St. Andrews Beach Villa, Australia

It took 20 years of incremental modifications, adjustments and additions to complete the St. Andrews Beach Villa, designed by the Australian Woods Bagot practice. So it can hardly be said that it does not respond to the needs and complexities of the site in which it is set, a few kilometers from the center of Melbourne.

The volume of the residence is elementary: a box raised by a metal structure, with a panoramic space facing south-east towards the sea.  Throughout the house we find a deliberate juxtaposition of eroded and weatherproof surfaces, of both banal and precious materials, to respond in complex ways to nature and its enchantments.

st andrews beach villa, australia, salone del mobile, case al mare

Woods Bagot, St.

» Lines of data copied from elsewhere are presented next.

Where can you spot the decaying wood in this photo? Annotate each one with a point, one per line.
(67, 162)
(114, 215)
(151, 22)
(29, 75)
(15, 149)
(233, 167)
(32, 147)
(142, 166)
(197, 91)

Andrews Beach Villa, Melbourne, Australia, 2019. Photo Trevor Mein

Holiday Home M, Denmark

“It’s bit like picking up a rock on the beach. This is how the cottage should be experienced. As a gentle addition, built on the premises of nature,” says Martin Schack, partner of GinnerupArkitekter, who designed this summer residence on a small Danish island.

Here the mimetic approach is clear. The natural materials of the cladding help to reduce its visual impact on the setting. The large windows are arranged so that nature is always brought into the interiors, from dawn to dusk.

Holiday home, denmark, case al mare, salone del mobile

GinnerupArkitekter, Holiday Home M, Denmark, 2018. Photo Niels Nygaard

Private villa at Porto Cervo, Italy

This private villa at Porto Cervo designed by Stefania Stera, founder and director of the Stera Architectures practice based in Paris, is designed in harmony with the wild landscape of Sardinia, the Mediterranean vegetation and the rocky coves.

The result is an architecture with harmonious, seemingly spontaneous forms, laid out around a large courtyard, shaded and protected from the wind, and with a long front on the sea.